Ces dernières révélations ne laissent pas un iota de crédibilité à l’affirmation répétée de l’administration Bush que les attentats du 11 septembre ne pouvaient pas avoir été anticipées. Ce qui émerge, c’est que non seulement étaient-elles prévisibles, mais des avertissements spécifiques ont été délibérément rejetés par la Maison-Blanche. De plus, l’existence très précisément de ces avertissements a été cachée par une opération de camouflage élaborée qui atteint son point culminant par la commission sur le 11-Septembre.

L’obsession de la Maison Blanche sur l’affaire Foley dans le contexte de ces révélations constitue une poursuite de cette opération de camouflage. L’analyse syntaxique détaillée des déclarations de dirigeants républicains sur ce qu’ils savaient à propos du comportement sexuel de Foley est complètement à l’opposé de l’indifférence des médias et des politiciens des deux partis face aux déclarations contradictoires, évasives et carrément mensongères relativement à un crime qui a causé la plus grande perte en vie humaine sur le sol américain depuis la Guerre civile.

Un crime, au surplus, qui a servi de prétexte pour une éruption globale du militarisme américain qui a tué et estropié des centaines de milliers d’Irakiens et d’Afghans.

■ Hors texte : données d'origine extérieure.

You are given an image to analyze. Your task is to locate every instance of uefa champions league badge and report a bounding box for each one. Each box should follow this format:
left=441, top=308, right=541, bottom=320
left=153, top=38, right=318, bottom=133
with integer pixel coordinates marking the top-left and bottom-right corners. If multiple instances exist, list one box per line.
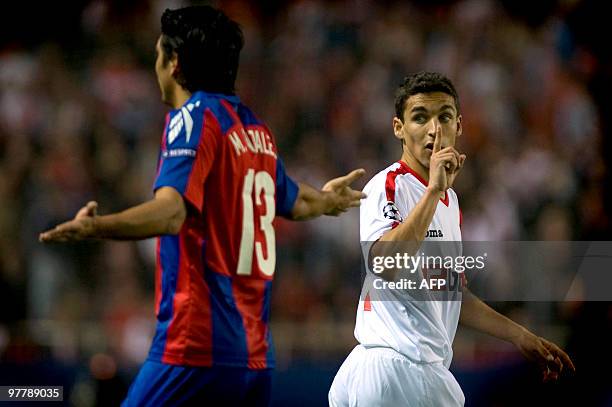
left=382, top=201, right=403, bottom=223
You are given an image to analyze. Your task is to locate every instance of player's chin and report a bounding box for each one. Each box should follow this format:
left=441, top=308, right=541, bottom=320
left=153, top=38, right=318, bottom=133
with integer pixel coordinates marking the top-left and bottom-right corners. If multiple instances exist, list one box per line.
left=421, top=155, right=432, bottom=168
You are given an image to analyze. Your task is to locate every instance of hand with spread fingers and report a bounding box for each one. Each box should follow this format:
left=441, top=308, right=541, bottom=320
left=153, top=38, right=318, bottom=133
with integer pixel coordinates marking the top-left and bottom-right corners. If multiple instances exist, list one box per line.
left=39, top=201, right=99, bottom=243
left=322, top=168, right=367, bottom=216
left=515, top=330, right=576, bottom=382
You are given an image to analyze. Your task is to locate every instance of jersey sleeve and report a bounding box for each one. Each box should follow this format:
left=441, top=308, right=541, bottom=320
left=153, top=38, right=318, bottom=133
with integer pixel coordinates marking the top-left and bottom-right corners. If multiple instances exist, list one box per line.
left=360, top=170, right=411, bottom=242
left=275, top=156, right=299, bottom=217
left=154, top=107, right=219, bottom=213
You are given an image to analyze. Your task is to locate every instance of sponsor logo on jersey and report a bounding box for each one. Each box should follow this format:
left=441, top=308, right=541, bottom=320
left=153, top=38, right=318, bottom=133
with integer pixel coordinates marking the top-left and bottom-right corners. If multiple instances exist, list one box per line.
left=425, top=229, right=444, bottom=238
left=168, top=100, right=201, bottom=145
left=383, top=201, right=403, bottom=222
left=162, top=148, right=197, bottom=158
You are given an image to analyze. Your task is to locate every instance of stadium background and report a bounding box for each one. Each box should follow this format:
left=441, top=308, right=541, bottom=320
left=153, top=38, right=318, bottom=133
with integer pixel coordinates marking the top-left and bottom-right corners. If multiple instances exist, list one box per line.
left=0, top=0, right=610, bottom=405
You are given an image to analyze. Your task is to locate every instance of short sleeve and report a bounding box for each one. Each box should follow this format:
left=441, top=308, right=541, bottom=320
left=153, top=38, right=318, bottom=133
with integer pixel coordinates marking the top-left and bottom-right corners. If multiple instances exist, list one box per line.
left=360, top=169, right=411, bottom=242
left=154, top=107, right=219, bottom=212
left=275, top=157, right=299, bottom=217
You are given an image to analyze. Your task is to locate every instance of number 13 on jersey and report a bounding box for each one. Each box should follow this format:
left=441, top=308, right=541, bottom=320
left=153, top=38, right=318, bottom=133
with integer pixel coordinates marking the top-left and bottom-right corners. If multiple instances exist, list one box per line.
left=236, top=168, right=276, bottom=277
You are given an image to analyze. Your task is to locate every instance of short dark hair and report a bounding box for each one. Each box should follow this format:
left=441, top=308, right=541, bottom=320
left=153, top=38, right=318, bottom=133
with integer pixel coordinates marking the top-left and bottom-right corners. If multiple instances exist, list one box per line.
left=394, top=72, right=459, bottom=120
left=160, top=6, right=244, bottom=94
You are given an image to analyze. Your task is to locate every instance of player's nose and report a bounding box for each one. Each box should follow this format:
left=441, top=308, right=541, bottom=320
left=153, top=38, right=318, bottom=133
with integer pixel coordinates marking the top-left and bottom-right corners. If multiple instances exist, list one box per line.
left=427, top=119, right=440, bottom=137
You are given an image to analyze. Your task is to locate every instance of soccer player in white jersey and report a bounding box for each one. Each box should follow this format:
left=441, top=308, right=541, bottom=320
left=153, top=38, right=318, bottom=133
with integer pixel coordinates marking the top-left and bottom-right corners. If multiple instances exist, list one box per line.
left=329, top=72, right=575, bottom=406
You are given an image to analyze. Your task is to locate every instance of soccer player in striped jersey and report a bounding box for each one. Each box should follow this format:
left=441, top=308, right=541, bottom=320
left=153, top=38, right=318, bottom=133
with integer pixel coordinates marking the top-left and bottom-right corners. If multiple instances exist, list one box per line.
left=329, top=72, right=575, bottom=406
left=40, top=6, right=365, bottom=406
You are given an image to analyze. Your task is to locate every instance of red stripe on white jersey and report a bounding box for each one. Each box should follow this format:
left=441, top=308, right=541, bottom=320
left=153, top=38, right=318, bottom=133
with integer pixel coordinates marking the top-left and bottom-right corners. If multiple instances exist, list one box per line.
left=363, top=292, right=372, bottom=311
left=396, top=161, right=449, bottom=206
left=385, top=163, right=409, bottom=202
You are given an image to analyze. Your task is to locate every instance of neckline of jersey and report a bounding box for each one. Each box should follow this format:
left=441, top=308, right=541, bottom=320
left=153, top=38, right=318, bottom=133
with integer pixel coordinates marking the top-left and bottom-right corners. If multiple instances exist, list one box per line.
left=397, top=160, right=449, bottom=206
left=177, top=91, right=241, bottom=112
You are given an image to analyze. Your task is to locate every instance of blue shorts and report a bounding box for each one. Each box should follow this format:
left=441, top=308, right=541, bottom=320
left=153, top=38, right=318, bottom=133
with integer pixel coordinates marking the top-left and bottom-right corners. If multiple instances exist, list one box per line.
left=122, top=360, right=272, bottom=406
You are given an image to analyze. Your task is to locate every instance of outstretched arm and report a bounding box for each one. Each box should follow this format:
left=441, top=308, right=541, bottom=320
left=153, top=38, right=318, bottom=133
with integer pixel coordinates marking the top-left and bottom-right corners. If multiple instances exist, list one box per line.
left=289, top=169, right=366, bottom=221
left=39, top=187, right=187, bottom=242
left=460, top=288, right=575, bottom=382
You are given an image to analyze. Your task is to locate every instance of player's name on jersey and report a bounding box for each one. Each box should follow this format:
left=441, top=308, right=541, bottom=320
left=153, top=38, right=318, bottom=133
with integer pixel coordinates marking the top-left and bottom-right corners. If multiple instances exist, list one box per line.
left=228, top=127, right=277, bottom=159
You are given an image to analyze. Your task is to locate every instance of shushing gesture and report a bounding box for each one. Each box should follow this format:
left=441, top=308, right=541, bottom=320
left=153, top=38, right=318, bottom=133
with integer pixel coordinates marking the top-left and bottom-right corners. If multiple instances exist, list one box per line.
left=428, top=127, right=466, bottom=193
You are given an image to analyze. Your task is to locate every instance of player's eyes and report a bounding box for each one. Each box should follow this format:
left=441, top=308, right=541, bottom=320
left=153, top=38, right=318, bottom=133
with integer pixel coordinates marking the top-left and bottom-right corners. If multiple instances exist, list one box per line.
left=439, top=114, right=452, bottom=123
left=412, top=115, right=427, bottom=124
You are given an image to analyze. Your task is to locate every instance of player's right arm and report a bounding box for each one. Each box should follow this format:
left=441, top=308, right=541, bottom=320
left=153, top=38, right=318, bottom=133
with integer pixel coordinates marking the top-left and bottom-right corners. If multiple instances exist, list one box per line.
left=39, top=187, right=186, bottom=242
left=40, top=105, right=213, bottom=243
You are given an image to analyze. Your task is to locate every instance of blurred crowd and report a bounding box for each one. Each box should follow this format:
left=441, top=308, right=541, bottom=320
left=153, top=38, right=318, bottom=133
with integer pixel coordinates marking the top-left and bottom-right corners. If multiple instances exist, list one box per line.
left=0, top=0, right=610, bottom=405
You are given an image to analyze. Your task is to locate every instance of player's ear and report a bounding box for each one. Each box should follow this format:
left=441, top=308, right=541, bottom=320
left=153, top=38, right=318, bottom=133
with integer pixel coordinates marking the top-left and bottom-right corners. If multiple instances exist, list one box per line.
left=170, top=53, right=180, bottom=77
left=456, top=114, right=462, bottom=138
left=393, top=117, right=404, bottom=140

La preuve pointe inexorablement vers une conclusion : les attentats du 11 septembre ont été facilités par de puissants éléments au sein du gouvernement lui-même, qui ont organisé un « désengagement » de l’appareil des services américains du renseignement et de sécurité. Qu’une attaque terroriste était sur le point d’être perpétrée était connu et accueilli par ceux qui cherchaient un casus belli pour la mise en œuvre d’un plan de guerre depuis longtemps préparé afin d’assurer l’hégémonie américaine sur les réserves stratégiques de pétrole du Moyen-Orient et de l’Asie centrale.

 Si la motivation d’enquêter sur ces questions n’est pas grande, c’est parce que toutes les sections de l’establishment politique, incluant les médias et le Parti démocrate, sont si complètement impliquées.